Gay refuses that notion. “They would like us to believe,” he said, “as I sometimes believe while watching Walter Scott being shot again and again on the news, watching Tamir Rice being murdered again and again, that our natural condition, our ground, is pain.” But no. For him, the ground is something else: “our necessary lives,” full of not only loss, sorrow, violence, and pain, but also “delight, silliness, raucous laughter, care.” And flowers.

To bring home that point, Gay offered up a brief, piercing poem he wrote about Eric Garner, whose death in 2014 at the hands of police spawned the protest chant “I can’t breathe” and helped launch a wave of demonstrations that coalesced into the Black Lives Matter movement. Called “A Small Needful Fact,” the poem (which is not a part of Catalog) recalls Garner’s onetime employment with the New York City horticultural department and imagines the plants he might have tended there and how they might still continue to grow and “do what such plants do,”

like converting sunlight
into food, like making it easier
for us to breathe.

“And so, Kyla,” Gay concluded, addressing Marshell in absentia, “this book of flowers by a black man…was both utterly conscious—I knew what I was and wasn’t saying and what perhaps I’m expected to be saying—and it was me just minding my business, talking about my life.” He paused, looked up. “My life.”

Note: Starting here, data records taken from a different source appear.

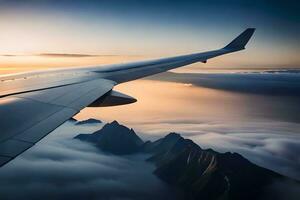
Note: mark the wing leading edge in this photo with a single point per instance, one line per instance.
(34, 104)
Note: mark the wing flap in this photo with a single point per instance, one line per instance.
(27, 118)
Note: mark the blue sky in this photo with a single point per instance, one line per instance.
(152, 28)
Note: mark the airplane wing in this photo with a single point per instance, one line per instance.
(34, 104)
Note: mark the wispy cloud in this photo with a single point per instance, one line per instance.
(64, 168)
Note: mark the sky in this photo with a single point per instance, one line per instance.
(254, 114)
(134, 30)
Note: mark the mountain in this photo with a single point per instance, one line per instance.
(89, 121)
(114, 138)
(206, 174)
(200, 173)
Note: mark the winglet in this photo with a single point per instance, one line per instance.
(240, 41)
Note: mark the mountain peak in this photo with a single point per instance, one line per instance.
(173, 135)
(114, 138)
(114, 122)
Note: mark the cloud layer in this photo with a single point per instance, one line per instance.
(62, 168)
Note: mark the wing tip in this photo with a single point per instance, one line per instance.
(241, 40)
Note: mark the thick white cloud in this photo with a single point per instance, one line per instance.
(60, 167)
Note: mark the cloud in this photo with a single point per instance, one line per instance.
(63, 168)
(270, 144)
(71, 55)
(275, 83)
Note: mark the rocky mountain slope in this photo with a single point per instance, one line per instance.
(201, 174)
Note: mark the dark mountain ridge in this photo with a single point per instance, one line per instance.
(201, 174)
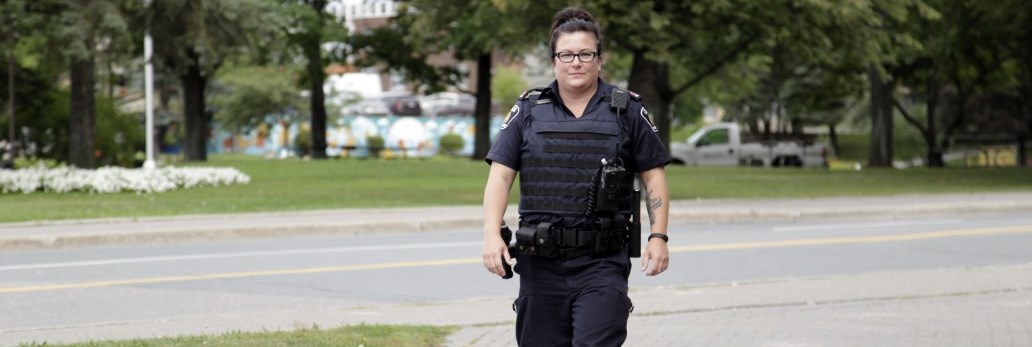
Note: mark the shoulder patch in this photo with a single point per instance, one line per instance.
(513, 113)
(531, 92)
(635, 96)
(648, 119)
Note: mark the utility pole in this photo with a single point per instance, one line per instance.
(149, 92)
(10, 102)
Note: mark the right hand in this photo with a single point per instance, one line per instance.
(494, 252)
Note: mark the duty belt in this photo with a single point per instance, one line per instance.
(547, 241)
(566, 238)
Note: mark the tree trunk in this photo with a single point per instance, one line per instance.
(482, 112)
(833, 137)
(11, 139)
(881, 120)
(651, 80)
(317, 77)
(84, 114)
(195, 147)
(934, 156)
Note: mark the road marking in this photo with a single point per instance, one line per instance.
(236, 254)
(455, 261)
(856, 240)
(866, 225)
(224, 276)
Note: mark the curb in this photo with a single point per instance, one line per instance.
(57, 234)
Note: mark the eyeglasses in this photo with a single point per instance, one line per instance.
(568, 57)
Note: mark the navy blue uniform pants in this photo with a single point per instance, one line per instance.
(577, 302)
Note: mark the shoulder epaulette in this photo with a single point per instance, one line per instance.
(531, 92)
(635, 96)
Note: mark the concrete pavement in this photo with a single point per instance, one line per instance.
(950, 307)
(50, 234)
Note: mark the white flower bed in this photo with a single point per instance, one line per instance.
(114, 180)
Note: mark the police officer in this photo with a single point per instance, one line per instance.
(577, 145)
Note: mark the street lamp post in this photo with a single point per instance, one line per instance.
(149, 93)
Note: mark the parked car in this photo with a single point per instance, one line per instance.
(724, 145)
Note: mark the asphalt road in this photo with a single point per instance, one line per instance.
(44, 292)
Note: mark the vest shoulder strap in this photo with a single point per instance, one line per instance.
(535, 92)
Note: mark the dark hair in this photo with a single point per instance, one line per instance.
(573, 20)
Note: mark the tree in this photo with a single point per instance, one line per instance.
(468, 31)
(86, 28)
(245, 96)
(19, 21)
(193, 38)
(312, 30)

When he fell silent, there were audible sniffles in the audience. And then applause. One woman reached into her purse for a tissue. Never losing his smile, Gay asked if he could read one last thing. Was there time? Yes. And so he dived into “Catalog of Unabashed Gratitude,” a wild, wandering, wide-open poem that careens across 12 pages of joy and pain and wonder. It ends on these lines:

… what do you think
this singing and shuddering is,
what this screaming and reaching and dancing
and crying is, other than loving
what every second goes away?
Goodbye, I mean to say.
And thank you. Every day.

On Wednesday, March 2, Ross Gay and poet Harmony Holiday will read their work at Houghton Library at 6 p.m. The reading is sponsored by the Woodberry Poetry Room and will be introduced by Harvard literary scholar and poet-critic Stephen Burt.